Tecnicamente, a legislação proíbe doações a campanhas políticas por estrangeiros e empresas estrangeiras nos Estados Unidos. Na prática, essa legislação não funciona, porque há um jeito de contorná-la. Empresas americanas, mesmo que controladas por corporações estrangeiras, podem criar Comitês de Ação Política (PACs – Political Action Committees), e, através dessas organizações, atuar em campanhas políticas, a favor ou contra qualquer candidato. Corporações canadenses estão investindo nas eleições deste ano para o Congresso dos EUA através de PACs, noticiaram no domingo (19/2) o Herald Business e o Huff Post do Canadá. 

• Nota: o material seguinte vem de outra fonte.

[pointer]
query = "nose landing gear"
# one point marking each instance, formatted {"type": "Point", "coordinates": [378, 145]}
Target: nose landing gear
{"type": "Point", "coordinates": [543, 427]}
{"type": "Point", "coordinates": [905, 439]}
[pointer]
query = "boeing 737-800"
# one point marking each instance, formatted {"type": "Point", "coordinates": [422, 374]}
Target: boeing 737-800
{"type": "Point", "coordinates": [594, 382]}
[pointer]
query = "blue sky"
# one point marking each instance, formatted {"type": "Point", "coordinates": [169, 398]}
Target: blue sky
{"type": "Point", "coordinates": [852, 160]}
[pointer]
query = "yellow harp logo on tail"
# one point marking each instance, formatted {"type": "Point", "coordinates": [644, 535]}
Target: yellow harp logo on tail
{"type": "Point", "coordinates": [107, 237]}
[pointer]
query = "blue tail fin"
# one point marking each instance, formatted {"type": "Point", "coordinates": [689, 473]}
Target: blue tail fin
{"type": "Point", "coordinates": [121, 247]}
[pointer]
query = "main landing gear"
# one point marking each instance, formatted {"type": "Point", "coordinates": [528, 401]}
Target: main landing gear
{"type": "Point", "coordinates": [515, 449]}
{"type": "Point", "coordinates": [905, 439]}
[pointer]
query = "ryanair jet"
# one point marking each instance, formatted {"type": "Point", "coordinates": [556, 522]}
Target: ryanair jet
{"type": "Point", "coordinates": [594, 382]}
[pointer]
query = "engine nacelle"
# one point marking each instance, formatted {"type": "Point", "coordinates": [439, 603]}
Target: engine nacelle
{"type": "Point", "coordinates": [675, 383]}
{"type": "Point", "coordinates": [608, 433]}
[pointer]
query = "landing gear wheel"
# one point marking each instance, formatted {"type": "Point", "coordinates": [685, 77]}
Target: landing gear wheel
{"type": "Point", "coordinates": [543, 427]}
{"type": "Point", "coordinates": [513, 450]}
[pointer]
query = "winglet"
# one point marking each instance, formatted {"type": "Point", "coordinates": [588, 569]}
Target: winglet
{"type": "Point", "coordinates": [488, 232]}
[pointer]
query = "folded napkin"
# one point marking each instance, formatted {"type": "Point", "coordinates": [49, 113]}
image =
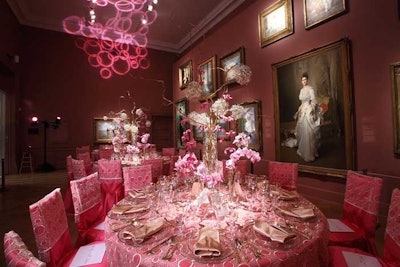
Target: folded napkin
{"type": "Point", "coordinates": [139, 234]}
{"type": "Point", "coordinates": [128, 208]}
{"type": "Point", "coordinates": [208, 244]}
{"type": "Point", "coordinates": [302, 213]}
{"type": "Point", "coordinates": [273, 232]}
{"type": "Point", "coordinates": [137, 194]}
{"type": "Point", "coordinates": [288, 195]}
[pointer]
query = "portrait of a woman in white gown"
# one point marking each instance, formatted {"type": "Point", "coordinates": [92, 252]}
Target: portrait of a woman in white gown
{"type": "Point", "coordinates": [308, 124]}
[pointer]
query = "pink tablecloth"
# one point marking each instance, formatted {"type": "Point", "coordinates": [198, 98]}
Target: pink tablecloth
{"type": "Point", "coordinates": [305, 250]}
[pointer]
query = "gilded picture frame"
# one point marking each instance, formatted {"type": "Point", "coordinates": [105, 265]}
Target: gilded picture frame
{"type": "Point", "coordinates": [207, 75]}
{"type": "Point", "coordinates": [275, 22]}
{"type": "Point", "coordinates": [395, 76]}
{"type": "Point", "coordinates": [328, 70]}
{"type": "Point", "coordinates": [317, 12]}
{"type": "Point", "coordinates": [250, 123]}
{"type": "Point", "coordinates": [228, 61]}
{"type": "Point", "coordinates": [185, 74]}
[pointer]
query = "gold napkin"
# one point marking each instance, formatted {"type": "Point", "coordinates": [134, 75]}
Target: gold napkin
{"type": "Point", "coordinates": [302, 213]}
{"type": "Point", "coordinates": [139, 234]}
{"type": "Point", "coordinates": [208, 243]}
{"type": "Point", "coordinates": [288, 195]}
{"type": "Point", "coordinates": [137, 194]}
{"type": "Point", "coordinates": [128, 208]}
{"type": "Point", "coordinates": [274, 233]}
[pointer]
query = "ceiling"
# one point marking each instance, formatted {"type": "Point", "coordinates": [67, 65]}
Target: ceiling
{"type": "Point", "coordinates": [179, 23]}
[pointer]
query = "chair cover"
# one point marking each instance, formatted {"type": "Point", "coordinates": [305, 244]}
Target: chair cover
{"type": "Point", "coordinates": [156, 168]}
{"type": "Point", "coordinates": [136, 177]}
{"type": "Point", "coordinates": [360, 212]}
{"type": "Point", "coordinates": [111, 182]}
{"type": "Point", "coordinates": [17, 253]}
{"type": "Point", "coordinates": [87, 160]}
{"type": "Point", "coordinates": [391, 248]}
{"type": "Point", "coordinates": [283, 173]}
{"type": "Point", "coordinates": [78, 168]}
{"type": "Point", "coordinates": [168, 151]}
{"type": "Point", "coordinates": [69, 207]}
{"type": "Point", "coordinates": [50, 228]}
{"type": "Point", "coordinates": [89, 211]}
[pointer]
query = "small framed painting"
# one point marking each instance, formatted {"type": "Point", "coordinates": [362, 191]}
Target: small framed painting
{"type": "Point", "coordinates": [228, 62]}
{"type": "Point", "coordinates": [317, 11]}
{"type": "Point", "coordinates": [185, 74]}
{"type": "Point", "coordinates": [275, 22]}
{"type": "Point", "coordinates": [207, 76]}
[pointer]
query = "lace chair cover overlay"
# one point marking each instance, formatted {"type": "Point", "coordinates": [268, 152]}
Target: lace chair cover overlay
{"type": "Point", "coordinates": [17, 253]}
{"type": "Point", "coordinates": [283, 173]}
{"type": "Point", "coordinates": [78, 168]}
{"type": "Point", "coordinates": [391, 250]}
{"type": "Point", "coordinates": [50, 227]}
{"type": "Point", "coordinates": [137, 177]}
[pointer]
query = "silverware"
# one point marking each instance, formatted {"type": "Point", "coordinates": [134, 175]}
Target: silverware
{"type": "Point", "coordinates": [154, 248]}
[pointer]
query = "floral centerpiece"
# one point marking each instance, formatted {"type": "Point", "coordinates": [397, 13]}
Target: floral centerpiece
{"type": "Point", "coordinates": [212, 112]}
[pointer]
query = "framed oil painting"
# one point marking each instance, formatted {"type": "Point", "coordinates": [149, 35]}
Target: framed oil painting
{"type": "Point", "coordinates": [103, 130]}
{"type": "Point", "coordinates": [250, 123]}
{"type": "Point", "coordinates": [180, 113]}
{"type": "Point", "coordinates": [207, 76]}
{"type": "Point", "coordinates": [185, 74]}
{"type": "Point", "coordinates": [228, 62]}
{"type": "Point", "coordinates": [317, 131]}
{"type": "Point", "coordinates": [275, 22]}
{"type": "Point", "coordinates": [317, 11]}
{"type": "Point", "coordinates": [395, 74]}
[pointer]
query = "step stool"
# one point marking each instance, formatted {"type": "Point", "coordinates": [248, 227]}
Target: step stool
{"type": "Point", "coordinates": [26, 162]}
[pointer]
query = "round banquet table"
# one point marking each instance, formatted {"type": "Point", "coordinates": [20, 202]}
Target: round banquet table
{"type": "Point", "coordinates": [307, 248]}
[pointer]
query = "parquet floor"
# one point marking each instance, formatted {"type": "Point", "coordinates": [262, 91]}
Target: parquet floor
{"type": "Point", "coordinates": [25, 189]}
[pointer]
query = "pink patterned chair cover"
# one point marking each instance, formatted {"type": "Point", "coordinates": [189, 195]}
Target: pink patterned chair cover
{"type": "Point", "coordinates": [168, 151]}
{"type": "Point", "coordinates": [391, 248]}
{"type": "Point", "coordinates": [106, 153]}
{"type": "Point", "coordinates": [89, 211]}
{"type": "Point", "coordinates": [50, 228]}
{"type": "Point", "coordinates": [136, 177]}
{"type": "Point", "coordinates": [111, 182]}
{"type": "Point", "coordinates": [69, 207]}
{"type": "Point", "coordinates": [17, 253]}
{"type": "Point", "coordinates": [283, 173]}
{"type": "Point", "coordinates": [78, 168]}
{"type": "Point", "coordinates": [360, 212]}
{"type": "Point", "coordinates": [156, 168]}
{"type": "Point", "coordinates": [87, 160]}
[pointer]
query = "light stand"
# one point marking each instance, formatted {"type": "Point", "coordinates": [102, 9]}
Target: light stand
{"type": "Point", "coordinates": [45, 166]}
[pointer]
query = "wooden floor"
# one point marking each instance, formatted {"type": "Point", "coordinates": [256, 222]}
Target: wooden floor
{"type": "Point", "coordinates": [26, 189]}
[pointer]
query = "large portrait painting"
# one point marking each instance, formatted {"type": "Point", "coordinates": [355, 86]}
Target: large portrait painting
{"type": "Point", "coordinates": [180, 113]}
{"type": "Point", "coordinates": [250, 123]}
{"type": "Point", "coordinates": [313, 110]}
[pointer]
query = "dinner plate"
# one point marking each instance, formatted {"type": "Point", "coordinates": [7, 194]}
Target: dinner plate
{"type": "Point", "coordinates": [264, 241]}
{"type": "Point", "coordinates": [187, 250]}
{"type": "Point", "coordinates": [165, 232]}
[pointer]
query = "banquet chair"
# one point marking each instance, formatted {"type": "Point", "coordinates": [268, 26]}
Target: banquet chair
{"type": "Point", "coordinates": [111, 182]}
{"type": "Point", "coordinates": [78, 168]}
{"type": "Point", "coordinates": [89, 211]}
{"type": "Point", "coordinates": [87, 160]}
{"type": "Point", "coordinates": [156, 168]}
{"type": "Point", "coordinates": [136, 177]}
{"type": "Point", "coordinates": [17, 253]}
{"type": "Point", "coordinates": [360, 212]}
{"type": "Point", "coordinates": [168, 151]}
{"type": "Point", "coordinates": [50, 228]}
{"type": "Point", "coordinates": [391, 246]}
{"type": "Point", "coordinates": [69, 207]}
{"type": "Point", "coordinates": [283, 173]}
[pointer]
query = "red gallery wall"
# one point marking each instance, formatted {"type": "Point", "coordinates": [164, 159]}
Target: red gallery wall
{"type": "Point", "coordinates": [373, 28]}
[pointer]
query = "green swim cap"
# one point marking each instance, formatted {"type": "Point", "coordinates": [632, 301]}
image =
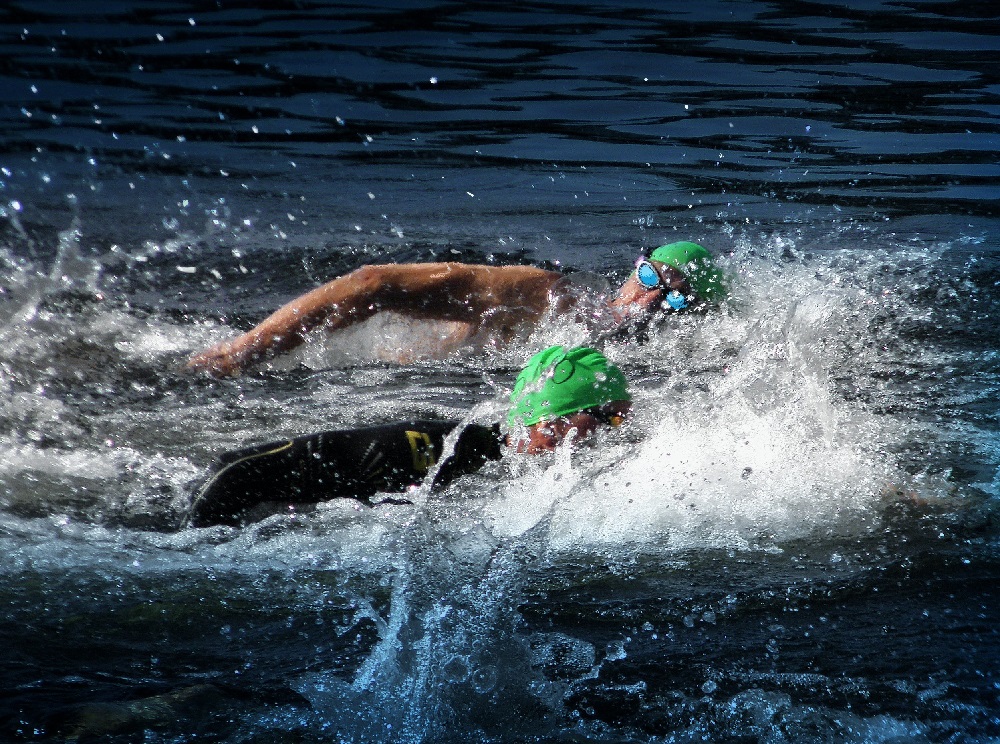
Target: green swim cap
{"type": "Point", "coordinates": [557, 382]}
{"type": "Point", "coordinates": [698, 268]}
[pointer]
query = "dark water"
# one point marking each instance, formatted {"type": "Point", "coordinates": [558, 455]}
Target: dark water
{"type": "Point", "coordinates": [798, 539]}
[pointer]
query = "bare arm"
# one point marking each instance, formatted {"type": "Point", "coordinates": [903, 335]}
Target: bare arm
{"type": "Point", "coordinates": [438, 291]}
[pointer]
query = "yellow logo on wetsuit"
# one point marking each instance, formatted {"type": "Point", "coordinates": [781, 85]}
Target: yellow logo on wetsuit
{"type": "Point", "coordinates": [422, 449]}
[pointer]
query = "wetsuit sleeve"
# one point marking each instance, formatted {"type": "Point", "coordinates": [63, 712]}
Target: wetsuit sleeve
{"type": "Point", "coordinates": [475, 446]}
{"type": "Point", "coordinates": [355, 463]}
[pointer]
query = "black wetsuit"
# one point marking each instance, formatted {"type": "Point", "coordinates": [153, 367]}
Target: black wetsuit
{"type": "Point", "coordinates": [352, 463]}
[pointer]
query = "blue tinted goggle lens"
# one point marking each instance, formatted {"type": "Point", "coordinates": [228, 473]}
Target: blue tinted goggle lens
{"type": "Point", "coordinates": [647, 275]}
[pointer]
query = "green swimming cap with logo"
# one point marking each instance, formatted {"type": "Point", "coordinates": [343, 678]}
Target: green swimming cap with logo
{"type": "Point", "coordinates": [558, 382]}
{"type": "Point", "coordinates": [698, 267]}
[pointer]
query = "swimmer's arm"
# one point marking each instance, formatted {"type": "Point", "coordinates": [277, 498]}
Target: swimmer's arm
{"type": "Point", "coordinates": [441, 291]}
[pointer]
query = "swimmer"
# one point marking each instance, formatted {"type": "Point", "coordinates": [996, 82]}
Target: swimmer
{"type": "Point", "coordinates": [560, 395]}
{"type": "Point", "coordinates": [498, 302]}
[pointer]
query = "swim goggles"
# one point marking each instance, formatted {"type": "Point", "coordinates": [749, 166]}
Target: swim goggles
{"type": "Point", "coordinates": [651, 278]}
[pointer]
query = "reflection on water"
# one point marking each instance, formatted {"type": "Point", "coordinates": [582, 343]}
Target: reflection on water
{"type": "Point", "coordinates": [795, 540]}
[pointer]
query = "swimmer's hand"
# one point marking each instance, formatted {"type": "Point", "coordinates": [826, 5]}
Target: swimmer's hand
{"type": "Point", "coordinates": [227, 359]}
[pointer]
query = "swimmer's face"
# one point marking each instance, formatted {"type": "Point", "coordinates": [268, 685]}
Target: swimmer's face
{"type": "Point", "coordinates": [636, 294]}
{"type": "Point", "coordinates": [545, 436]}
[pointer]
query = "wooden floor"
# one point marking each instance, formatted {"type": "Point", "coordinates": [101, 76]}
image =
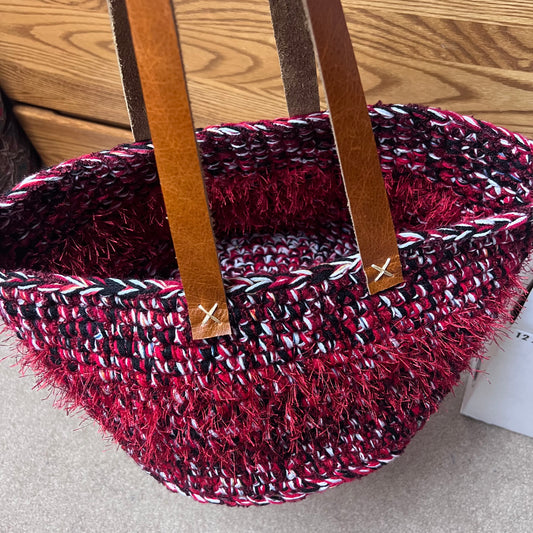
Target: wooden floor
{"type": "Point", "coordinates": [475, 57]}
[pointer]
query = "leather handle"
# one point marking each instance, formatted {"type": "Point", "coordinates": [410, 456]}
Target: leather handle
{"type": "Point", "coordinates": [160, 69]}
{"type": "Point", "coordinates": [296, 56]}
{"type": "Point", "coordinates": [162, 76]}
{"type": "Point", "coordinates": [356, 147]}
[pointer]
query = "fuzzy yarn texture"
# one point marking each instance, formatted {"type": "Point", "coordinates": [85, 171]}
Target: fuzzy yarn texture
{"type": "Point", "coordinates": [320, 382]}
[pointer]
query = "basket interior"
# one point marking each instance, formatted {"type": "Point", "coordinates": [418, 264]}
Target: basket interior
{"type": "Point", "coordinates": [279, 207]}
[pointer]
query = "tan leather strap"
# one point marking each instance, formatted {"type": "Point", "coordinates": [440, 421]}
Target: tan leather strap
{"type": "Point", "coordinates": [296, 56]}
{"type": "Point", "coordinates": [356, 148]}
{"type": "Point", "coordinates": [131, 83]}
{"type": "Point", "coordinates": [167, 105]}
{"type": "Point", "coordinates": [165, 93]}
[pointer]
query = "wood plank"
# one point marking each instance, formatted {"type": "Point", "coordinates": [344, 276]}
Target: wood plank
{"type": "Point", "coordinates": [475, 57]}
{"type": "Point", "coordinates": [58, 138]}
{"type": "Point", "coordinates": [508, 12]}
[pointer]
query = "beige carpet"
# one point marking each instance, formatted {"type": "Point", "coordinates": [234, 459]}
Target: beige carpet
{"type": "Point", "coordinates": [458, 475]}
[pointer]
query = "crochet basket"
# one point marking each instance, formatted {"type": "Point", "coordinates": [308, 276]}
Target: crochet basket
{"type": "Point", "coordinates": [320, 383]}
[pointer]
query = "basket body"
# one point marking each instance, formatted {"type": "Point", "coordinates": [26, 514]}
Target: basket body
{"type": "Point", "coordinates": [320, 382]}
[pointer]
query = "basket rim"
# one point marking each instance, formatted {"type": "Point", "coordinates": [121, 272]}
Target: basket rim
{"type": "Point", "coordinates": [351, 265]}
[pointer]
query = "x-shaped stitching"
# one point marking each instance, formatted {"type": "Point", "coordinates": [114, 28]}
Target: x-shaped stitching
{"type": "Point", "coordinates": [383, 270]}
{"type": "Point", "coordinates": [209, 315]}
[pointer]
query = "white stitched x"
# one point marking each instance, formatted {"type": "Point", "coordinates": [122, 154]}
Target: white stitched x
{"type": "Point", "coordinates": [209, 315]}
{"type": "Point", "coordinates": [383, 270]}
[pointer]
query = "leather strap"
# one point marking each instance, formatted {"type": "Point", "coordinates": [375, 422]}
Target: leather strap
{"type": "Point", "coordinates": [356, 148]}
{"type": "Point", "coordinates": [131, 83]}
{"type": "Point", "coordinates": [162, 75]}
{"type": "Point", "coordinates": [296, 56]}
{"type": "Point", "coordinates": [159, 61]}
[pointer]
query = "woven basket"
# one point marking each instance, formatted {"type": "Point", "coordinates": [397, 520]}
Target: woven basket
{"type": "Point", "coordinates": [320, 383]}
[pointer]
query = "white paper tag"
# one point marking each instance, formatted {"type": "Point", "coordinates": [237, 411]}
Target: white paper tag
{"type": "Point", "coordinates": [524, 336]}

Um PAC – "instrumento do sistema político" dos EUA – é formado e operado por corporações, sindicatos, entidades profissionais e organizações dedicadas a alguma causa e mantidas, de uma maneira geral, por seus associados. Os PACs só podem receber contribuições de pessoas conectadas a eles de alguma forma. Por exemplo, o PAC de uma corporação só pode receber dinheiro de pessoas ligadas à ela, como executivos, diretores, funcionários, acionistas – e familiares de todos eles. Cada uma das corporações canadenses que estão canalizando dinheiro para as eleições americanas fundou seu próprio PAC nos EUA, dizem as publicações, com base em levantamento feito pelo Centro de Política Responsiva. 

As publicações trazem alguns exemplos dos "investimentos" canadenses na política dos EUA. A Barrick Goldstrike Mines, subsidiária americana da maior produtora de ouro do Canadá, a Barrick Gold Corp., fez doações a candidatos democratas e republicanos do estado de Nevada, onde opera. A Grand Trunk Western-Illinois Central Railroad, subsidiária americana da Canadian National Railway, fez doações a candidatos democratas e republicanos. A companhia de seguros John Hancock Life Insurance, subsidiária americana da canadense Manulife Financial, também fez doações a candidatos democratas e republicanos. 

A formação de PACs por subsidiárias americanas de corporações estrangeiras para levantar dinheiro e fazer contribuições a candidatos e causas de suas preferências não é inteiramente nova, dizem as publicações. Mas ganhou um grande impulso para as eleições presidenciais e parlamentares deste ano, por causa de uma decisão da Suprema Corte dos EUA em 2010. Na decisão de um caso, conhecido como "Citizens United" (Cidadãos Unidos), a Suprema Corte permitiu a criação de "Super Comitês de Ação Política" (Super PACS – Super Political Action Committees). 

Os Super PACs podem levantar quantidades ilimitadas de dinheiro de corporações – e não apenas de pessoas relacionadas a elas, bem como de outras organizações, para financiar campanhas publicitárias. As diretrizes da Comissão Federal de Eleições dos EUA requer que os super PACs divulguem apenas informações mínimas sobre as fontes do dinheiro arrecadado, dizem as publicações. Segundo o Washington Post, um levantamento indicou que muitas contribuições não puderam ser rastreadas, porque os doadores se esconderam atrás de entidades corporativas vagamente definidas ou porque os PACs não forneciam informações claras. 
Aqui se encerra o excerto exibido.